HL-OutPaint: Coarse-to-Fine Video Outpainting for High-Resolution Long-Range Videos

Video outpainting generates plausible visual content beyond the original spatial extent of a video, playing a key role in adapting videos to diverse display formats. To support such use cases, it must enable large spatial extrapolation over long sequences. However, most existing methods address only one of these challenges or lack explicit mechanisms for ensuring global spatio-temporal consistency, leading to notable limitations. In this paper, we propose HL-OutPaint, a high-resolution video outpainting framework for long sequences. Our approach follows a coarse-to-fine strategy with a two-stage pipeline. We first construct Global Coarse Guidance (GCG), a low-resolution representation that captures global structure and dominant motion across the video. Unlike naive downsampling, GCG is built via a novel global-local frame swapping mechanism that couples sparse global keyframes with local temporal windows and exchanges information during sampling. This enables GCG to encode both long-term structural consistency and short-term temporal dynamics in a unified representation. Guided by this representation, HL-OutPaint then performs high-resolution outpainting to generate spatially detailed and temporally consistent content. By separating global structure modeling from fine-grained synthesis, our framework achieves stable, coherent generation for large spatial expansion and long video sequences. Extensive experiments show that HL-OutPaint outperforms existing methods in challenging scenarios involving wide spatial extrapolation and long video sequences.

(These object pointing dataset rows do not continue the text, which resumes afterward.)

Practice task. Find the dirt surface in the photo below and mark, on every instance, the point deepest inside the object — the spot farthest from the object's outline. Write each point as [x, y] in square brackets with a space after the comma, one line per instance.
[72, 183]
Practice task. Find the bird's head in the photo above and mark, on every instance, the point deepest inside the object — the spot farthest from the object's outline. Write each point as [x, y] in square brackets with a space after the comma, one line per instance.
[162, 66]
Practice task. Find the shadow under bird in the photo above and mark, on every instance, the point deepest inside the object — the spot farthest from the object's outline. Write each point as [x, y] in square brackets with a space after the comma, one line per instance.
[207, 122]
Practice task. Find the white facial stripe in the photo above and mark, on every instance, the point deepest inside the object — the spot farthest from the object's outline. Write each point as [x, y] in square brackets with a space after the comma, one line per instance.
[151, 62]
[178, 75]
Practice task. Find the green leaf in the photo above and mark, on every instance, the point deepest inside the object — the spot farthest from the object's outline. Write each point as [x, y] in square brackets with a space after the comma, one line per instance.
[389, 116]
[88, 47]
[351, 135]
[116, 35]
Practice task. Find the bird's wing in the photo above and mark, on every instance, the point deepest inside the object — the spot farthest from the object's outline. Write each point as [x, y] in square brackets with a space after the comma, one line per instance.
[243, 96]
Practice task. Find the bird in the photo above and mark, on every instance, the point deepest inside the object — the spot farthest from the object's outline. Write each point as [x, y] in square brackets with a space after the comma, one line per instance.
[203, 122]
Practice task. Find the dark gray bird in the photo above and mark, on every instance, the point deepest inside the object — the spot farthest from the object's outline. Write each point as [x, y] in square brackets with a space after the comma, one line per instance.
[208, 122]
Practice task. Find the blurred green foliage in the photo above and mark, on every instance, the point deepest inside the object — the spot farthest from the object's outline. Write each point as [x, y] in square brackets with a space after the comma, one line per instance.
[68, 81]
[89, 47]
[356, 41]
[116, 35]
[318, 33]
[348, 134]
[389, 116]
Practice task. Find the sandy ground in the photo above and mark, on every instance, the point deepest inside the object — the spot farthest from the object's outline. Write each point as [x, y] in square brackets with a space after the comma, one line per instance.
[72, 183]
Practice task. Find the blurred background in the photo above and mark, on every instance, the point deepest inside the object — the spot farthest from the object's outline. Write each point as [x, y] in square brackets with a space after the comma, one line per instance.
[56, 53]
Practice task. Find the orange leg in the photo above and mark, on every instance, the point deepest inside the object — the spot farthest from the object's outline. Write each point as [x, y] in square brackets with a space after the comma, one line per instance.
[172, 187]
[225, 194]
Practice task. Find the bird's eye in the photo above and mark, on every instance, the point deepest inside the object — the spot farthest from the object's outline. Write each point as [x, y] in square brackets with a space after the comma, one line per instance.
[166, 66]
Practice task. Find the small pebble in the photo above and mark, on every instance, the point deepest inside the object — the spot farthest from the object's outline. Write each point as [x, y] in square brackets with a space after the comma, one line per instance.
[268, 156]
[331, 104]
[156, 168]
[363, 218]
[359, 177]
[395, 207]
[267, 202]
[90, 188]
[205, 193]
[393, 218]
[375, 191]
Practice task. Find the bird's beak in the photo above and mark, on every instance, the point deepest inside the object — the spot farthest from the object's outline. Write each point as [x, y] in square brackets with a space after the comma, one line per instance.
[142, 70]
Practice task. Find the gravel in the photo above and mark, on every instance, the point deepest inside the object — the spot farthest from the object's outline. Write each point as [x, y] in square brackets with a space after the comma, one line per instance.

翻译：视频外扩技术在原始视频空间范围之外生成合理的视觉内容，对于将视频适配至多种显示格式起着关键作用。为支持此类应用场景，该技术必须能够对长序列实现大幅度的空间外推。然而现有方法大多仅能应对上述挑战之一，或缺乏确保全局时空一致性的显式机制，从而存在显著局限性。本文提出HL-OutPaint——一种面向长序列的高分辨率视频外扩框架。该方法采用由粗到精策略，通过两阶段流水线实现：首先构建全局粗粒度引导（GCG），这是一种捕获视频全局结构与主导运动的低分辨率表征。与简单下采样不同，GCG通过一种新颖的全局-局部帧交换机制构建，该机制将稀疏的全局关键帧与局部时间窗口耦合，并在采样过程中交换信息。这使得GCG能够在统一表征中同时编码长期结构一致性与短期时域动态。在此表征引导下，HL-OutPaint进而执行高分辨率外扩，生成空间细节丰富且时域一致的视频内容。通过将全局结构建模与细粒度合成相分离，本框架能够针对大范围空间扩展和长视频序列实现稳定且连贯的生成。大量实验表明，在涉及大幅空间外推与长视频序列的挑战性场景中，HL-OutPaint优于现有方法。